If you’re thinking about returning to exercise after having a baby, good for you! Exercise has many perks and can be a great way to spend time doing something you enjoy that also makes you fitter and stronger in the process.
But starting again to exercise after having a baby can be surprisingly difficult. After all, everything is different now that you’ve had a baby. Your body, energy, and emotions have been through a massive change that can take time to get used to, plus now that there’s a baby on the scene, it’s no longer a case of casually packing your gym bag and popping off to the gym.
The exercise landscape as you knew it has changed completely, but by avoiding a few classic mistakes that many of us make when we return to exercise after birth, you’ll hit the ground running and won’t look back.
Here are 7 exercise mistakes to avoid after having a baby:
1. Not starting pelvic floor exercises right away
If you start exercising with a weak pelvic floor, incontinence or injury could grind your workout to a halt. Pelvic floor exercises are the one exercise you can start right away, says Emily Smith, personal trainer and founder of TUF Mums Mindset. “You can start them as soon as you leave hospital,” she says, “Provided there haven’t been any complications during the pregnancy or birth and they feel okay to do.”
2. Starting with the wrong type of exercise
High impact exercise can be bad news for your postpartum body, and that’s even after getting the all clear at your 6-week check-up, says Emily. “You need to ease into exercise, and your pelvic floor is one reason to go slow but the other is your energy levels, which aren’t the same when you’ve had a baby. The energy it takes to do high impact exercises is likely to drain your energy levels rather than add to them.” With a tiny baby demanding you be available around the clock, it makes sense to conserve your energy and save high impact exercise for later down the track.
3. Ignoring pain
Your body has changed substantially since before you were pregnant, so expecting it to perform the same way might yield some twangs and pains that weren’t there before, but ignoring the twinges could be at your peril. “Even if you could do them before pregnancy, feeling pain when you try something like a plank could be telling you that a certain part of your body hasn’t recovered yet,” says Emily. By listening to what your body is telling you, you lessen the risk of injury and give your body the chance to recover fully after pregnancy and birth.
4. Having expectations that are too high
You’re not the same person you used to be.
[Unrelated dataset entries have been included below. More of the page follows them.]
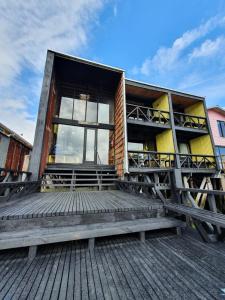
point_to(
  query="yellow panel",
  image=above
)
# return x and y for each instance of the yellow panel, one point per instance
(162, 103)
(201, 145)
(164, 141)
(196, 109)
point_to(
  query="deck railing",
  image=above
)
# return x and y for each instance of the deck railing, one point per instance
(193, 161)
(154, 159)
(190, 121)
(13, 175)
(151, 159)
(147, 114)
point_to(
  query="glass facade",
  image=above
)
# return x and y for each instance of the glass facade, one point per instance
(79, 110)
(88, 111)
(68, 144)
(66, 108)
(78, 145)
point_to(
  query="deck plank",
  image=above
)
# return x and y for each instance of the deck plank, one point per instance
(164, 267)
(64, 203)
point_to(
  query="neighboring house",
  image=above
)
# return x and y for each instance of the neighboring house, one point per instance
(217, 122)
(14, 150)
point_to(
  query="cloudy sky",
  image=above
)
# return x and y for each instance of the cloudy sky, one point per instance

Not only are you likely to be dealing with fluctuating hormones and energy levels, but your new-mum responsibilities could have you far more occupied than you first thought, which means reaching those big target goals could be unrealistic. Emily agrees that mums need to keep expectations simple and realistic. “As mums, we already have so many expectations placed upon us – about how we should feed, how we should sleep – extra expectations about how you should exercise adds to this mix and can become overwhelming.”
5. Waiting for motivation
If you’re tired and have no energy, waiting for the motivation to exercise might mean it never happens. But setting it up as a daily habit will increase the likelihood of it getting done and becoming a fixture in your daily life. Plus, it doesn’t need to take up a lot of time. “Once you become a mum, you really don’t have time to get into your active gear, drive to the gym and spend an hour working out,” says Emily. Short workouts can have just as good results, as long as they are suited to postpartum bodies.
6. Going it alone
Let’s face it, exercise when you’ve got a baby in tow is hard enough, but maintaining the motivation and determination to see your plans out can be even harder. Once you’ve decided what your exercise goals are, partnering up with a mum friend, or a personal trainer, can help you stay focussed and remind you of your goals. Plus, exercising with someone else is great for accountability. “When we tell our fitness goals to an accountability buddy, we’re 78 percent more likely to reach them,” says Emily.
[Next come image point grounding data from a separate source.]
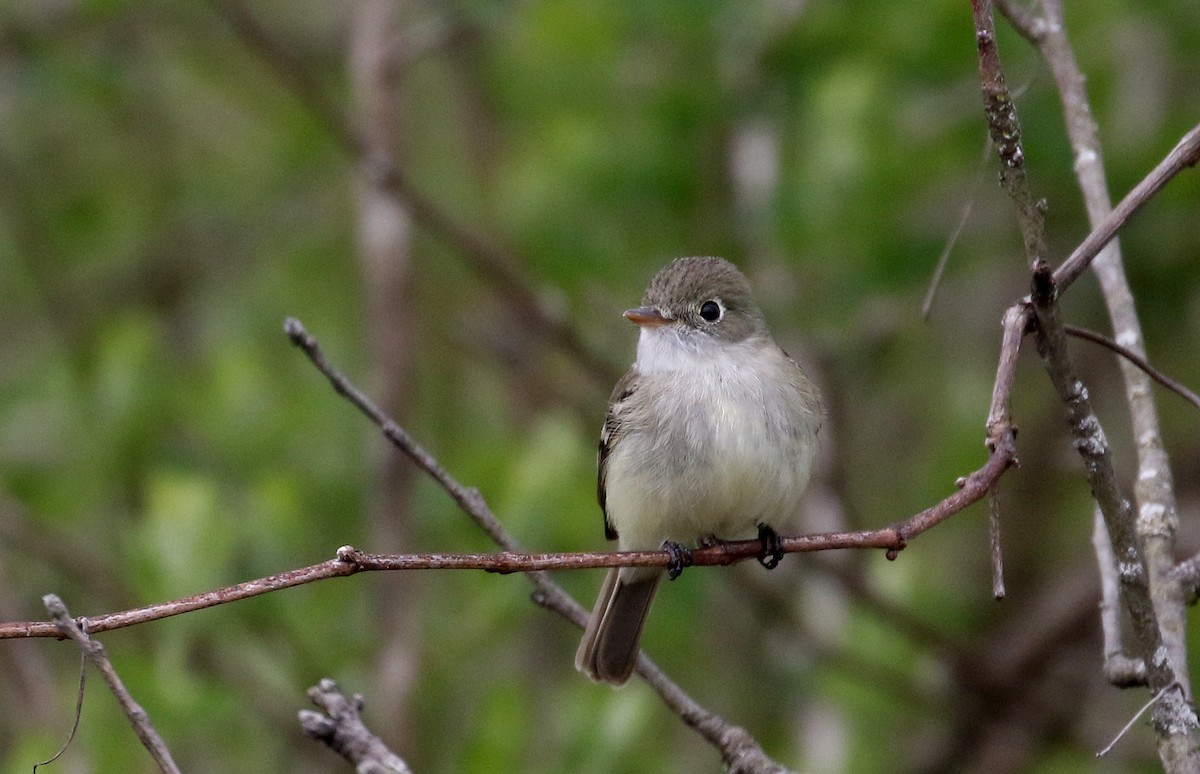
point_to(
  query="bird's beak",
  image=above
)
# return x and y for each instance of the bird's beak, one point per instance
(647, 317)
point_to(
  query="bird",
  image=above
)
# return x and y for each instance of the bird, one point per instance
(709, 436)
7. Using social media as a guide
We are bombarded with images on social media of mums with washboard stomachs just days after having a baby, but Emily says these sorts of photos can be misleading and unrealistic to new mums who want similar results. “These fit mums on social media either have incredible genes or have been extremely fit before and during pregnancy, so it’s not realistic to expect that everyone will have those results after having a baby,” says Emily.
When it comes to exercise after birth, the take-home message is to enjoy yourself and be amazed by your clever body, rather than see exercise as a a punishment. “Celebrate your exercise successes, however small,” Emily says. “Associating positive feelings with exercise will mean you enjoy it and come back for more.”